I also loved the parts in themountains with the Romanian peasants and the gypsies,  really beautifully described without a hint of patronism. 
Banffy was a Hungarian speaking upper class Transylvanian but his first love was his beautiful Transylvanian countryside. he despised the aristocratic idiots who run the country.(A group which he unfortunately belonged to.) Banffy was most at home high in the mountains with the Romanians. he learnt the language and had great respect for the peasants. he could see that only trouble lay around the corner and this book is a sad farewell to a country and a system which he knew was gone for ever. 
A fantastic set of books.  A challenge , but also great fun(in parts) but this one was obviously the most serious.  The book ended with the first day of the First World War. What ever happened to these characters is left to my imagination.  Which was a bit harsh! 
BUT it's really made me want to return to Transylvania...maybe next year.

Saturday, 14 September 2013

Transition by Iain Banks


 I haven't read any Iain Banks for years and I love lots of his books, so starting this was like being reacquainted with an old friend.  I found this on my friend, Nicky's bookshelf, took it,  started it and have devoured it in just a few days.
It started so well, really weird stuff based around an infinity of parallel universes in which special people,called transitionaries, can move. They take a pill called Septus and transition all over the place.  They take over the physical body of locals (leaving a lobotomised version of themselves in their previous bodies) and murder people who they think will be harmful to the society.  They also torture lots of people in order to get information. 
The organisation running this system is called the Concern, and like all uber powerful countries and government systems it has become highly corrupt and their leader, Mrs d'orletean, is an evil despot.
This book promised so much, but in the end,never really delivered.
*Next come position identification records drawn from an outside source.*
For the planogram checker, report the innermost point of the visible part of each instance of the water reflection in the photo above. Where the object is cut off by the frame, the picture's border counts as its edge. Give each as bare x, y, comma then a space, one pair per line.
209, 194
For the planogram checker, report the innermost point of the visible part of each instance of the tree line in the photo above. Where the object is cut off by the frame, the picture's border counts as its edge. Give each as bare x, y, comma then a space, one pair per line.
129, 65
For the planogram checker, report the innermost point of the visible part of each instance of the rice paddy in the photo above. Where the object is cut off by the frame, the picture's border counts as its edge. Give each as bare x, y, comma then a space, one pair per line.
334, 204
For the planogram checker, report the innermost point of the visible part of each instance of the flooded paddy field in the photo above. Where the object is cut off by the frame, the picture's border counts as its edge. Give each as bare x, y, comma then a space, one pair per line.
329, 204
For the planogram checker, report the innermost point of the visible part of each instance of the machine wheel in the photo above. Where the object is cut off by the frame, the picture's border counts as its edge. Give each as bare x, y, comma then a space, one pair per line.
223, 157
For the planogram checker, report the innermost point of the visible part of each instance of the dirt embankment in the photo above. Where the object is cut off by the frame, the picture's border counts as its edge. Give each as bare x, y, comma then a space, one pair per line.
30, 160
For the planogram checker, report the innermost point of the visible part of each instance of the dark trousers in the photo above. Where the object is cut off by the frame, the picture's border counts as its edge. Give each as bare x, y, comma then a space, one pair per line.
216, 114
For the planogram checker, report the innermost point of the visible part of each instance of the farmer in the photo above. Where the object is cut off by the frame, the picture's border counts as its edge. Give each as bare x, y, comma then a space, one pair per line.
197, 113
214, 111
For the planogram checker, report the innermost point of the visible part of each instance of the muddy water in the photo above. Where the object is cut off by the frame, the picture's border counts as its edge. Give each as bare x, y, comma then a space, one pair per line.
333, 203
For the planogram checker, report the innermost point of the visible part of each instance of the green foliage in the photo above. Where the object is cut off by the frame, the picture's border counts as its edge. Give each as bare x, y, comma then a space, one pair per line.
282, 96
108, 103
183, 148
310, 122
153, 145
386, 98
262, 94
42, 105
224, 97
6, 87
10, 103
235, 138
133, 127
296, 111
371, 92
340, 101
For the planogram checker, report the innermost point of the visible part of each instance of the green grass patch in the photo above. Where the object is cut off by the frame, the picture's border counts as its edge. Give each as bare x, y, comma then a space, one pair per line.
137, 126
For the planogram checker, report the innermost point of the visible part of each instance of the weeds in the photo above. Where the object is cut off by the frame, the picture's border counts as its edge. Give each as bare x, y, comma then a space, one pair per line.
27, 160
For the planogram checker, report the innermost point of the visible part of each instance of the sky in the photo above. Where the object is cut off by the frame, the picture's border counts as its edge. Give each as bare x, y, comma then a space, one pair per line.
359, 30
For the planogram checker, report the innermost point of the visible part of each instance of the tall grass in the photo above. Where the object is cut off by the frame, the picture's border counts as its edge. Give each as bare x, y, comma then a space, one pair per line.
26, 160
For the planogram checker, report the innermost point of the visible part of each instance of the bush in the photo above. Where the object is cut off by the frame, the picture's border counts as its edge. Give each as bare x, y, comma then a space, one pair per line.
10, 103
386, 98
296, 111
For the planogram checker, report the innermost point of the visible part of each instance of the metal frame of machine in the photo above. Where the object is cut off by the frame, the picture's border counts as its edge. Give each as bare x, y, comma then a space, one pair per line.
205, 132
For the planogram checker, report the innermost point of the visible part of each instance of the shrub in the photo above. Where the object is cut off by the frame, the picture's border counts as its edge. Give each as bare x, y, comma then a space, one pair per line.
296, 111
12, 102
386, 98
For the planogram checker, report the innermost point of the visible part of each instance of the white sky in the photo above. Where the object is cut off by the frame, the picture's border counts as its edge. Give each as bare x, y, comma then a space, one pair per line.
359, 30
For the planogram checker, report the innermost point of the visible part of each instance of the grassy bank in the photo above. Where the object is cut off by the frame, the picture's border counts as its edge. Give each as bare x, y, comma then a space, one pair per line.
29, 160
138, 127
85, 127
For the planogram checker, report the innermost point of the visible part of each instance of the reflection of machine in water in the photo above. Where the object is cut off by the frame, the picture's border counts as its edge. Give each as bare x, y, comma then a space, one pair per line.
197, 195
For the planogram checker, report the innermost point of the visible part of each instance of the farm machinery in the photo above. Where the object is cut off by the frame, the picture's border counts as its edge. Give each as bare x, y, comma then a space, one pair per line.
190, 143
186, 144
Also it was incredibly dark and depressing...with horrid sections on the place of torture in society and long rambling sections on the evil of capitalism. (Parts of which were very clever and funny.)
There were lots of gratuitous sex and drug references, but to be honest, I couldn't see why. Don't get me wrong, I'm not  a puritan in anyway,  but it was as if Iain Banks was just being lazy and putting lots of sex and drugs into the plot just because he thought his loyal reader fanbase liked that kind of kinky, weird shit.
I wasn't convinced...sad thing is this book was SO GOOD at the beginning with its Christian terrorists and world jumping assassins.  But I feel I never got past the great ideas to any kind of plot or reason behind what was going on. 
It was a seriously dark book  with lots of pseudo philosophy. A book which has ultimately left me feeling a little bit queasy and with a thousand unanswered questions. A shame really because I loved the ideas.